As a player, he was inducted into the "National Baseball Hall of Fame" the summer after his death and, as a result, Baseball passed a new rule to make players who have died, while still active, to be eligible for the "National Baseball Hall of Fame" before the 5 year waiting period. New York Yankees Captain Thurman Munson would be the first to become eligible after he also tragically died in an airplane accident in 1979. Baseball Commissioner Bud Selig announced in 2002 that September 14th would be known as "Roberto Clemente Day."
"Beyond Baseball: The Life of Roberto Clemente" was a Smithsonian Institution Traveling Exhibit. "Museo de Arte de Puerto Rico" with "Carimar Design and Research Studio," along with the support of "Smithsonian Latino Center," collaborated on creating this project. It booked across the country from 2007 to 2012, on display here at the Orange County Regional History Center" between January and March of 2012. Its now archived at Smithsonian Institution Traveling Exhibition Service (SITES).

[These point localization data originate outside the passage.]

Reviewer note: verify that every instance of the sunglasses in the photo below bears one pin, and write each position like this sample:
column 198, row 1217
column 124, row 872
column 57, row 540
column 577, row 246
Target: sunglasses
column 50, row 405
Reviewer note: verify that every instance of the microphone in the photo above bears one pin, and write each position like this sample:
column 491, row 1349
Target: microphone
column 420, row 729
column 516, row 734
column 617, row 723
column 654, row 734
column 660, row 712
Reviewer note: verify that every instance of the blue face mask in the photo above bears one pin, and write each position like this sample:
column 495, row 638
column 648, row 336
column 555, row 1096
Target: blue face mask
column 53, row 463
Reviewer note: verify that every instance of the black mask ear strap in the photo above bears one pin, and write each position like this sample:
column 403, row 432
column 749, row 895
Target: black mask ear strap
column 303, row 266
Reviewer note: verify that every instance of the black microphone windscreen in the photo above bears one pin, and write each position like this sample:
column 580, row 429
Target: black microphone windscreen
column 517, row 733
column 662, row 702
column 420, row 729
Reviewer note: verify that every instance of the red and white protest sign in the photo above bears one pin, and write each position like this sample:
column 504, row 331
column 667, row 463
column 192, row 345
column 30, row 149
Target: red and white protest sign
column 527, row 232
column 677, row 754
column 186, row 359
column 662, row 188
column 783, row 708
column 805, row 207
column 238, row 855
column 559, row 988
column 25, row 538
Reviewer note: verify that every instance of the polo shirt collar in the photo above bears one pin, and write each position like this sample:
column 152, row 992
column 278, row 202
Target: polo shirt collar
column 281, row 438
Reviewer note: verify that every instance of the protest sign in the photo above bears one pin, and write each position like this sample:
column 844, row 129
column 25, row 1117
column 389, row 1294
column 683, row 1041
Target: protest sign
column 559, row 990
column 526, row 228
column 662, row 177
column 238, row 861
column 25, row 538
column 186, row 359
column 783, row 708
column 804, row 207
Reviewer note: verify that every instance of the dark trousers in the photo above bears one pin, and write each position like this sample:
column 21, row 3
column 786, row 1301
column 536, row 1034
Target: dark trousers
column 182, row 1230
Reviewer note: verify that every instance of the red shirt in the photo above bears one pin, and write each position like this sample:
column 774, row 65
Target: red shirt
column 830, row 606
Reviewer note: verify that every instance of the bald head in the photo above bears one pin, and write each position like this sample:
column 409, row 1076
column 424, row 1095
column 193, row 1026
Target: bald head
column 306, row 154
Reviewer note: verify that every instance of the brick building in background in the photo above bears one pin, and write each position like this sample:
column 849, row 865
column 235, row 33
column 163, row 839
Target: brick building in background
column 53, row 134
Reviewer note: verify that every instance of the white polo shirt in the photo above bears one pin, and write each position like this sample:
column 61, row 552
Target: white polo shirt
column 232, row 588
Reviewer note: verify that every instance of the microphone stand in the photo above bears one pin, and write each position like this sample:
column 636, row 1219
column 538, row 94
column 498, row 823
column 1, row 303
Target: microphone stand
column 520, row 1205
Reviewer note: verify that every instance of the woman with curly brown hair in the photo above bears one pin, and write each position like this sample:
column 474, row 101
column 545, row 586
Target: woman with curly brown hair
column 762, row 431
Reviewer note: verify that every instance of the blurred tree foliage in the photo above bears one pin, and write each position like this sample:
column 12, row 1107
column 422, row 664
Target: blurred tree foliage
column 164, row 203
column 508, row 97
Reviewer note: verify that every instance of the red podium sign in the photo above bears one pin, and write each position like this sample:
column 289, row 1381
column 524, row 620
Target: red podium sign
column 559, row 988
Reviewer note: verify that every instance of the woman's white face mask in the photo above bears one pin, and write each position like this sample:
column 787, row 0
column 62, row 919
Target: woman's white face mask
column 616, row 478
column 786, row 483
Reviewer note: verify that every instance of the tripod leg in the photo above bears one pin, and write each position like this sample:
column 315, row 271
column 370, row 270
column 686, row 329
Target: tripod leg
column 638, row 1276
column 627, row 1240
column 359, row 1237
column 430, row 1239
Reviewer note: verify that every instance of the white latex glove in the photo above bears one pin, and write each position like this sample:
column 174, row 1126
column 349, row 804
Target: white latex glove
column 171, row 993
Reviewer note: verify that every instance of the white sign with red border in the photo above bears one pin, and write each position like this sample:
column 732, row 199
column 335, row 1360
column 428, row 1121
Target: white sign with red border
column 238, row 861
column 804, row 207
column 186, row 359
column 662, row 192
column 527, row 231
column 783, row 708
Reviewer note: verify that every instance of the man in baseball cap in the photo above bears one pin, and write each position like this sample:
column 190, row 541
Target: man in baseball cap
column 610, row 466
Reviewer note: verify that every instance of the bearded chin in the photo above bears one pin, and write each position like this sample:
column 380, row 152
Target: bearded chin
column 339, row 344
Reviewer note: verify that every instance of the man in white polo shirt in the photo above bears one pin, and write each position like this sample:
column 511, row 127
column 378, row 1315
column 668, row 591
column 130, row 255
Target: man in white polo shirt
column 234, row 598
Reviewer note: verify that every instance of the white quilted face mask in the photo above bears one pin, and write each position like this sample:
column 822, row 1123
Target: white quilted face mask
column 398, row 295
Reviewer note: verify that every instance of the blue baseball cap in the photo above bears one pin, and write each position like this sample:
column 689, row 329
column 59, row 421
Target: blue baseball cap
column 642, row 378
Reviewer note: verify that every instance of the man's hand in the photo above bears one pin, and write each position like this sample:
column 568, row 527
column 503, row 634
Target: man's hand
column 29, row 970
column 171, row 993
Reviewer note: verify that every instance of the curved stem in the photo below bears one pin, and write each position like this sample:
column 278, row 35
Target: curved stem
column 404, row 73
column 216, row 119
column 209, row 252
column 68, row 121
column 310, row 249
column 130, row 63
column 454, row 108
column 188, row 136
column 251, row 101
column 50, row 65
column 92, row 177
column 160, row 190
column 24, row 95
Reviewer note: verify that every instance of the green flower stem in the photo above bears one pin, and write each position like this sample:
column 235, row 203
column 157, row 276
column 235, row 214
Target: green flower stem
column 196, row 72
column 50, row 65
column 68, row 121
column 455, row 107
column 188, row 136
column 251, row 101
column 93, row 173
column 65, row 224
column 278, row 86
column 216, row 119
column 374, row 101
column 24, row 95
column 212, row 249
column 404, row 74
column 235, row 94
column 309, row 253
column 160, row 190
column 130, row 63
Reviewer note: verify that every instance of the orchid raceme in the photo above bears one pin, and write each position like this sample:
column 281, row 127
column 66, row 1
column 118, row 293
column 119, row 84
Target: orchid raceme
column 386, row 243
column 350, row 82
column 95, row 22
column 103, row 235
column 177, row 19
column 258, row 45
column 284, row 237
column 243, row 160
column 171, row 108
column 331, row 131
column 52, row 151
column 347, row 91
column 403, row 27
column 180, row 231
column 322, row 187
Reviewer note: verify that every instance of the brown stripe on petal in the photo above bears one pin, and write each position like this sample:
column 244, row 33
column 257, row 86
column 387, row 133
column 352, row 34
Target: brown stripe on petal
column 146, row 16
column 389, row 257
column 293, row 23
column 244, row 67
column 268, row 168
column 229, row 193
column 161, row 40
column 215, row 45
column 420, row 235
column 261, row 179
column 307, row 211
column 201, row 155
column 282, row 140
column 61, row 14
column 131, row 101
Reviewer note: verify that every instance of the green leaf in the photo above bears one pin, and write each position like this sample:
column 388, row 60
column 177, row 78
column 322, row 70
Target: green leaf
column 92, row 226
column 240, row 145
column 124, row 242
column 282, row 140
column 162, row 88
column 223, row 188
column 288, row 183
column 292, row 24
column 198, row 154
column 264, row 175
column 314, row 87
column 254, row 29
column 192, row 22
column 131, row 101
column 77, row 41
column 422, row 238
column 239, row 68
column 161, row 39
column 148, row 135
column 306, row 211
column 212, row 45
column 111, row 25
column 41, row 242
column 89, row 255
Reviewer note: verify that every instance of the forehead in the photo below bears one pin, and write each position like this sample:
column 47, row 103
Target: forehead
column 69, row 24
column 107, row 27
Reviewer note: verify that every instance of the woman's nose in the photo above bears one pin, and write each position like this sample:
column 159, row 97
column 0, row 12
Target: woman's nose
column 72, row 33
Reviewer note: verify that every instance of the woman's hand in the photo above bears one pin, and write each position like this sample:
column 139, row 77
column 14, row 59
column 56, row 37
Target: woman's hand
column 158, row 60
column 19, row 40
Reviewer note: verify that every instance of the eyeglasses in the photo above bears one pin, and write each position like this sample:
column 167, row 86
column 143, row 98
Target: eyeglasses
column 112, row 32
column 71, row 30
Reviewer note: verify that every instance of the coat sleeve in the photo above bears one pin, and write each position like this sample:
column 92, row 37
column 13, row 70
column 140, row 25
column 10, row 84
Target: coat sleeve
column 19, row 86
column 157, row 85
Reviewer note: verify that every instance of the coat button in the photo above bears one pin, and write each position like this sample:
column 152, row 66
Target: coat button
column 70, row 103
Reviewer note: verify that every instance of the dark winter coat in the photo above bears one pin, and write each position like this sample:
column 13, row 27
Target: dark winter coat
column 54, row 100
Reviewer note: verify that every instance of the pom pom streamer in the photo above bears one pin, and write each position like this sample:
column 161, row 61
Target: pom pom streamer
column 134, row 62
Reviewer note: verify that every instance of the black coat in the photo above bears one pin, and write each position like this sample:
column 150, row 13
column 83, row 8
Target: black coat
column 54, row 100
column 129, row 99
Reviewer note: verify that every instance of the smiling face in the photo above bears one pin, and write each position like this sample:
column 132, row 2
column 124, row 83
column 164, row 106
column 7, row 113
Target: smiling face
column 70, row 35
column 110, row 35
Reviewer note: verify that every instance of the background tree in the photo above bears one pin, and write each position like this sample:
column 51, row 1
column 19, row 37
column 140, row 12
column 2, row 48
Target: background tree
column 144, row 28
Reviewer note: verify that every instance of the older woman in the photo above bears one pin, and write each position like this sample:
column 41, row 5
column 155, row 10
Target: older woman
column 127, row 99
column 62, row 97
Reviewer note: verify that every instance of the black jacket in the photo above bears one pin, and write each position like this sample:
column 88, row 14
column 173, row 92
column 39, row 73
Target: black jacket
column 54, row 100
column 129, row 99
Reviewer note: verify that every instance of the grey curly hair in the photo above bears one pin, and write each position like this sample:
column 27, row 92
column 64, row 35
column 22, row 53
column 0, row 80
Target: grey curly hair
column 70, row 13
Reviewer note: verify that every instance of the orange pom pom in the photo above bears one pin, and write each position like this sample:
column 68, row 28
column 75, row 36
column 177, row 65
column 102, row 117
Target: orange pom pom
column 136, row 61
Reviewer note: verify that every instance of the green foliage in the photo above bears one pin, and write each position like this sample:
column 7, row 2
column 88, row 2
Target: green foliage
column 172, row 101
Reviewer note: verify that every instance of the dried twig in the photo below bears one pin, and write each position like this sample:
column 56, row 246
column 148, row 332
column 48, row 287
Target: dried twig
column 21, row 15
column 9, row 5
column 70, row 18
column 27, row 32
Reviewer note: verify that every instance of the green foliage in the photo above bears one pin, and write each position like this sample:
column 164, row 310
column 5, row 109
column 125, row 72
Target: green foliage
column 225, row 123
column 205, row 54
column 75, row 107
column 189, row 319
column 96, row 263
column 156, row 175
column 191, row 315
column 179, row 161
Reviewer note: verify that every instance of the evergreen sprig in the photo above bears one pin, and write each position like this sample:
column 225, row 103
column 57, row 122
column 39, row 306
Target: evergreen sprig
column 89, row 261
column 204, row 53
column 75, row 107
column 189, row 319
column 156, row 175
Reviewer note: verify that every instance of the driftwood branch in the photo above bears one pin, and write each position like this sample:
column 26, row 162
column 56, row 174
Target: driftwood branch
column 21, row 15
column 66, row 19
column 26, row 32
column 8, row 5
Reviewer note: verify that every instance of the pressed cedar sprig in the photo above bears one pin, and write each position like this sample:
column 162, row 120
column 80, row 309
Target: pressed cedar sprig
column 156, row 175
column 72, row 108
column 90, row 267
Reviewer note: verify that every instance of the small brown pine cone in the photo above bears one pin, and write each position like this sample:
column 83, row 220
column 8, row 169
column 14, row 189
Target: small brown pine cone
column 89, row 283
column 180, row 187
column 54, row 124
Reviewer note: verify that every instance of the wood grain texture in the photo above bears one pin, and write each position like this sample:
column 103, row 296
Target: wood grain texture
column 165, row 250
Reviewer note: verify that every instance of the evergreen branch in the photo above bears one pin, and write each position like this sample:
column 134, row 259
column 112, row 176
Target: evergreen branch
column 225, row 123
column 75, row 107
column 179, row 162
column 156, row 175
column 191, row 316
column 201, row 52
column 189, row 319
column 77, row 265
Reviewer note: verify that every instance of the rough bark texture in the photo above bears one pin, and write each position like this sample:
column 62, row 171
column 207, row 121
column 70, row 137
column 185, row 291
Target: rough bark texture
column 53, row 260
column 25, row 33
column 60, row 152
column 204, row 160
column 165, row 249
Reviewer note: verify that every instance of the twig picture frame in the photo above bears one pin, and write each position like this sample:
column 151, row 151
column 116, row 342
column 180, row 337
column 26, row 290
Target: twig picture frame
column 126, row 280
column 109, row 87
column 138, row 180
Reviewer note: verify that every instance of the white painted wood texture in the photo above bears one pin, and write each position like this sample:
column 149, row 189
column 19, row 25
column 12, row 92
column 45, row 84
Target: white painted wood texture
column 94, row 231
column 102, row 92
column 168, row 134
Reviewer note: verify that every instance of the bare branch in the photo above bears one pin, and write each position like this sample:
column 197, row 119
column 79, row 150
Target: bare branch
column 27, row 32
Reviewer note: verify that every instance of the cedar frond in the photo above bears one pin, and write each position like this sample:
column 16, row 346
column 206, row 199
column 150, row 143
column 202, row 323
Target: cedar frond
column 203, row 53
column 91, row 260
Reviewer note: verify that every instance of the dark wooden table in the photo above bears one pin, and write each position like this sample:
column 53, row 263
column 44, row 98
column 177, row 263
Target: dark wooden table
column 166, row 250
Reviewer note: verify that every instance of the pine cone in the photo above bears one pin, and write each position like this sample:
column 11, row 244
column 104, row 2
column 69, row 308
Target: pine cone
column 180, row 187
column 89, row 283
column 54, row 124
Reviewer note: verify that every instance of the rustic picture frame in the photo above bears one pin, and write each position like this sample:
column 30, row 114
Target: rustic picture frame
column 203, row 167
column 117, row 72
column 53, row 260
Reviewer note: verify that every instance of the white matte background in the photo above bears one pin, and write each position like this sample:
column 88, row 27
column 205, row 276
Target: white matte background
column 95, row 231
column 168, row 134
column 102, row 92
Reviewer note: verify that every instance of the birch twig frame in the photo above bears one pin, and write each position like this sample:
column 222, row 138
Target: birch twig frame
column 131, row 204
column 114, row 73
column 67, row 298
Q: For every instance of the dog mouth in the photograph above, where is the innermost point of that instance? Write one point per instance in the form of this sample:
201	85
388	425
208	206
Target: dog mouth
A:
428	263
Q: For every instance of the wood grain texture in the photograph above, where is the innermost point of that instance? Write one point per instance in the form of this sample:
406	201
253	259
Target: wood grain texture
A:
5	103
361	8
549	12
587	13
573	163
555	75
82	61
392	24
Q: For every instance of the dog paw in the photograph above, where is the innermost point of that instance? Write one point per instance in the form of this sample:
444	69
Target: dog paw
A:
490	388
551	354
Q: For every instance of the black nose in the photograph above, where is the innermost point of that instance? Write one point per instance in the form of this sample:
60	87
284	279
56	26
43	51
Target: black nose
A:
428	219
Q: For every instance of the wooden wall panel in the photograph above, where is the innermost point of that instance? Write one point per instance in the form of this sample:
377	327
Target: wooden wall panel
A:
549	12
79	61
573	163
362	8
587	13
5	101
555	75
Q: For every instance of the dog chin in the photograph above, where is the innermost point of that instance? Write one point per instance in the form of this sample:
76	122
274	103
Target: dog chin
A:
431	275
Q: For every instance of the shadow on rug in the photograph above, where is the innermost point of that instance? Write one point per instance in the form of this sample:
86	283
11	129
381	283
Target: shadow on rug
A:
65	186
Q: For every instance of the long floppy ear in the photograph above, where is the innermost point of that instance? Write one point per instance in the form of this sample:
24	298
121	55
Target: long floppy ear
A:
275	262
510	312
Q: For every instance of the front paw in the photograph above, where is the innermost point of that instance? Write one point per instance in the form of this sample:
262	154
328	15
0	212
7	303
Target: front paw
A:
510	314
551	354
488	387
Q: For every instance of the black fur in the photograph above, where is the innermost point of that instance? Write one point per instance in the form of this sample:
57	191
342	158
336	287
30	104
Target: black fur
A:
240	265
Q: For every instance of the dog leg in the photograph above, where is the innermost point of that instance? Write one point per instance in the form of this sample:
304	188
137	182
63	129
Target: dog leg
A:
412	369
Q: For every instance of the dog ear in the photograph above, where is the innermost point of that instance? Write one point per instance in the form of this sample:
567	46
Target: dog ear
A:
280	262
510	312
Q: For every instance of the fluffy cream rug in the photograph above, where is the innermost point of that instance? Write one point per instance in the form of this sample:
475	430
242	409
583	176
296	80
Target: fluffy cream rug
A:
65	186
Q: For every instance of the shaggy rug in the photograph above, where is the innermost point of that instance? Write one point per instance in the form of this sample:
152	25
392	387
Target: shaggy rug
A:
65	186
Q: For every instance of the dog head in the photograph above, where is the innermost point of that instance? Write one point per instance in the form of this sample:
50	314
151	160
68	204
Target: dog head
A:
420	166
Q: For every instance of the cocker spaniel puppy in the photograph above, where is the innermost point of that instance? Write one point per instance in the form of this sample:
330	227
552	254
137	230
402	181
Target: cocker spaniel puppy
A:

I visited the exhibit on the day of the screening of "Roberto Clemente: A Touch of Royalty." Filmmaker Donald Fedynak (the Writer and Director) was on hand to discuss the making of this film. It follows the triumphant yet tragic end of Roberto Clemente's life. Growing up in Chicago, I remember watching the Chicago Cubs on WGN and, sometimes, the television station would run this film during rain delays.
There's a scene in this rare film where, in the days following the news, a critical mass of people were just standing along the shore and looking out to the ocean, hoping to find answers to the puzzling reality that he was gone. They were singing "Solo Dios Hace el Hombre Feliz." An English translation; man is happy by the grace of God. The recurring theme in the film was the contrast of a happy man and the grieving community.
Roberto Clemente believed that his skill and fortune were God given and his love for family and country helped him realize, at an early age, that true happiness is found in friendships, community, and serving others.
In the David Maraniss book "Clemente, The Passion and Grace of Baseball's Last Hero," you can find one of the best narrative accounts of the life of Roberto Clemente and leading up to the last days, the last hours, and the last moments, including accounts of countless people close to him and what they were doing when they heard the news.
Where was I? We were in a car, leaving my God Father's home after a New Years Eve party when the news came through the radio. He died when I was 6 years old. But, I remember images of him on Puerto Rican Television playing the Chicago Cubs, walking up to home plate, in front of the brick wall backstop of Wrigley Field. Somehow, it was piped in via delayed video, before the age of cable.
My family moved to Chicago in 1973, the year after he died. Just as he is remembered as the forever young man of 38 years, he also reminds us of our childhood. Time tends to inflate stories.
But, Roberto Clemente is as real as having a moral compass. "Any time you have an opportunity to make a difference in this world and you don't, then you are wasting you time in this Earth," he once said. That has been the preamble to knowing the Roberto Clemente Story, in a nutshell. The death of a hero is at the forefront of many dreams.